What happened when I was busy making other plans.

Summer of my Discontent

Today is the first day of fall, and I’ve been looking forward to the change of season for a while now. Summer is usually my favorite season: I love all of the opportunities to swim, hike, be outdoors for hours on end and wear dresses without feeling cold. But this summer—I guess the best I can say is we got through it OK. Overall, it was a rough go.

It started off badly and got worse, then somewhat better. By June, my daughter, E, was having acute stomach pains, and despite two rounds of tests that said she was negative for IBD, her inflammation marker was very high. The last two weeks of school were torture. I called the doctor and moved the colonoscopy/endoscopy up a week. E got through the tests like a trooper but the news wasn’t good: Widespread inflammation indicative of Crohn’s disease. She was put on a host of meds; for several weeks, she only marginally improved. After fighting to avoid steroids but seeing little improvement, I relented. It was back to the pred again–a four-week stint, less than she’d had in the past for ITP, but the last thing I wanted. Friends in-the-know told me not to fear it this time. They were right: E started feeling better after a few days, and was virtually symptom-free for the last weeks before school. Our last visit to her GI in early September brought more good news: Nine days after going off steroids, the inflammation dropped to normal levels. All was looking up. We took her off another medication.

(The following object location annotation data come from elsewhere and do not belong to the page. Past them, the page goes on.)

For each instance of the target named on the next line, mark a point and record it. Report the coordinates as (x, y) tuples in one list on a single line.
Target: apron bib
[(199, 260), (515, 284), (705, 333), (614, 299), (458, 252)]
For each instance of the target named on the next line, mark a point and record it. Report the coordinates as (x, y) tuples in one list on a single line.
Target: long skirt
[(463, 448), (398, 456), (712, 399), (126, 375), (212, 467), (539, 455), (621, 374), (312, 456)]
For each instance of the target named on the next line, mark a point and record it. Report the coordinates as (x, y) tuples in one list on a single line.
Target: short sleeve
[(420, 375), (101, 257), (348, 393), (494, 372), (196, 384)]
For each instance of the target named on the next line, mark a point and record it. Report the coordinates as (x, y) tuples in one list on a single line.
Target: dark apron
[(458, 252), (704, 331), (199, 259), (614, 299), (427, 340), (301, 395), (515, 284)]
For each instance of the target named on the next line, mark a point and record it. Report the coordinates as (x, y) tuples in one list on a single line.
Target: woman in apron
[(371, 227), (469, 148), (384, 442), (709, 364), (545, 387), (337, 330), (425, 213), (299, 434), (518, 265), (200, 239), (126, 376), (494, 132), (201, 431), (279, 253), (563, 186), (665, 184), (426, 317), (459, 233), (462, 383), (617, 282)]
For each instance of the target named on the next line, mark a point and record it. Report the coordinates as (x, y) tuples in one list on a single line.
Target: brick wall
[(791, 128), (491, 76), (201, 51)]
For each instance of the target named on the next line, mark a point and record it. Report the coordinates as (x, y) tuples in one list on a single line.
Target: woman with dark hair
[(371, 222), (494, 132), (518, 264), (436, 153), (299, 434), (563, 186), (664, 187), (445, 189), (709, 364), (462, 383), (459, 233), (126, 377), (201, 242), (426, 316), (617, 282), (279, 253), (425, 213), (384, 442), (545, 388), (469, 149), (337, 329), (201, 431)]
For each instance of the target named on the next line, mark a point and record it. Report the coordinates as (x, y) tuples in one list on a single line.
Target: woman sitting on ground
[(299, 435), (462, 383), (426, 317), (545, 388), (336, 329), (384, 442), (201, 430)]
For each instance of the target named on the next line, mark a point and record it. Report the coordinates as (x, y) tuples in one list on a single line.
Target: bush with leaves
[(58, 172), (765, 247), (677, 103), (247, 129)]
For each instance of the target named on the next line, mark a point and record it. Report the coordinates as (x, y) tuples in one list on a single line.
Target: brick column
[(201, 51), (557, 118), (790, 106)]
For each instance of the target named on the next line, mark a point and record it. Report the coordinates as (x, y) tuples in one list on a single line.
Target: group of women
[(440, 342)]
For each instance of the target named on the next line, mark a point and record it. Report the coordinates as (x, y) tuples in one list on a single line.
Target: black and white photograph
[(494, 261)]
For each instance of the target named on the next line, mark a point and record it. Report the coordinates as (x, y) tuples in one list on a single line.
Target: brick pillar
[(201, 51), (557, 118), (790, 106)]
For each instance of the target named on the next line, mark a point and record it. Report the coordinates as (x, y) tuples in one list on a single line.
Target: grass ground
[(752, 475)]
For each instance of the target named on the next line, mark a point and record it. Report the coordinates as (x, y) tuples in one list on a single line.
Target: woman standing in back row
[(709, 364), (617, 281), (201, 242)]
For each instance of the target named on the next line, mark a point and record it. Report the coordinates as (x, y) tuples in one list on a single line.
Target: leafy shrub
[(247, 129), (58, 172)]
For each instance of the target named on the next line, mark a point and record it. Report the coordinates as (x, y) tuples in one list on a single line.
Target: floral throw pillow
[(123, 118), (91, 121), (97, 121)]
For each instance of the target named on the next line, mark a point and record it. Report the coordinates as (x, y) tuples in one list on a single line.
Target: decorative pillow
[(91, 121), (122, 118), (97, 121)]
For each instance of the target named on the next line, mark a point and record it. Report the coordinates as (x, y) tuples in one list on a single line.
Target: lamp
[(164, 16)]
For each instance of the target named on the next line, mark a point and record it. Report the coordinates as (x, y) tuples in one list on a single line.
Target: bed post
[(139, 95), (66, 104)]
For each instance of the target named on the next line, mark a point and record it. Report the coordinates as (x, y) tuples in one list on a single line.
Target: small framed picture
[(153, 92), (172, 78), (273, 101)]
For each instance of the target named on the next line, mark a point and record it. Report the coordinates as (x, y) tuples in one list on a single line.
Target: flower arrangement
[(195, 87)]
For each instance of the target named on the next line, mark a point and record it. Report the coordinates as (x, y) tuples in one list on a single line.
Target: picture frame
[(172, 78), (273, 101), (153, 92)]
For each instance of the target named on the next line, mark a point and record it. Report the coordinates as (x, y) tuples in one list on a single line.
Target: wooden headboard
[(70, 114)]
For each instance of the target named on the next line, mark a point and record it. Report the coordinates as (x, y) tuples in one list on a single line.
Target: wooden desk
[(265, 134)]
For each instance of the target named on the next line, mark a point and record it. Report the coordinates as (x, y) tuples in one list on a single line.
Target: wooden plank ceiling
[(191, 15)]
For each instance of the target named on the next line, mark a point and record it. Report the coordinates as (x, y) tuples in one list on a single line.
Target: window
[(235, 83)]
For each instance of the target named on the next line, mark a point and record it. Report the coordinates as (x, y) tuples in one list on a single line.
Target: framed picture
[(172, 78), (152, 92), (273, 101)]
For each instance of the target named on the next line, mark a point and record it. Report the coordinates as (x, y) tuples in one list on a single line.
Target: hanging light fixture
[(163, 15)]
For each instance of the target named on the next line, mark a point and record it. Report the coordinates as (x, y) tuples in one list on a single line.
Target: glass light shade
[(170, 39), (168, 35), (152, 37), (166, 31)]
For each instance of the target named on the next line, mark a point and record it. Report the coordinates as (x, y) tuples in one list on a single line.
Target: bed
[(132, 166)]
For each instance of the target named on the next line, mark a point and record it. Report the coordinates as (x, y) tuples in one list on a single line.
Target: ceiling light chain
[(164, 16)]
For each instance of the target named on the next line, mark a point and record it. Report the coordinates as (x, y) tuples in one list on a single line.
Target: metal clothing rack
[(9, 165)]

But in the past few weeks, the pain has returned. So we’ve added another medication. And completing a new round of tests. And she’ll be having an MRI on Columbus Day. And she may still need to see this world-renowned immunologist to rule out anything worse (as if two chronic autoimmune diseases, one of the blood, the other of the intestines, weren’t enough). I feel like a stranger in a strange land: GI-Ville, where little is known but much is tested. I wish I knew how to get us to a better place, but right now it feels like we’re walking down an unfamiliar road in a place we’ve never been—in darkness.

It’s not all gloom and doom, though. When I step back, I can see we’re holding our own, able to enjoy the good days without globalizing the not-so-good. We’re still having fun. We still laugh a lot. But I’m finding it exceedingly difficult to maintain a state of calm. The worry is incessant, like the ocean tides. Sometimes it’s low, sometimes high–but always there, reminding me that something just isn’t right. My child is sick. Again. And being like this for so long now, I’m starting to question whether I’m able to see things straight anymore. The rawness of it makes me question my ability to get a good read on things; I question how my emotions are skewing the picture. Am I overreacting too much? Am I turning what used to be minor annoyances into small-scale catastrophes? Am I fighting to be right instead of leading with kindness (my mantra to E)? I hate the drama of it all.

I’m hoping the change of season will reveal whatever our new normal is. Maybe then we will enter a new chapter of understanding, acceptance and peace.

6 responses

  1. Ruth Gordon

    You are so brave;awesome in your ongoing effort and devotion. We love you and Eliza so much.XOXO

    September 23, 2012 at 8:26 am

  2. Oh Karen, I am so sorry. I cannot imagine the strain you must be under. I’m not going to trot out any platitudes–I know they would ring hollow. Just know that you and E are in my heart and I am sending TONS of good juju your way. Keep the faith, honey, you’re both strong women and I know you’re going to get through this…. xoxo, L

    September 24, 2012 at 12:26 pm

  3. Reblogged this on Running in Crocs and commented:
    In case you missed it, my latest blog. Thanks for reading and commenting!

    September 24, 2012 at 1:39 pm

  4. Andrea Murray

    It’s amazing you are able to articulate all of this. Eliza is SOOOO lucky to have you.

    September 24, 2012 at 7:19 pm

  5. Christy

    Allow your instincts to guide you, and it’s okay to think with your heart. Toss in a good dose of level-headedness, and hang in there. All have gotten you and E this far.

    September 24, 2012 at 8:41 pm

  6. Thanks, Lori, Christy, Andy, Mom! Hearing your take on it–and just feeling the support from you–makes all the difference. We love you.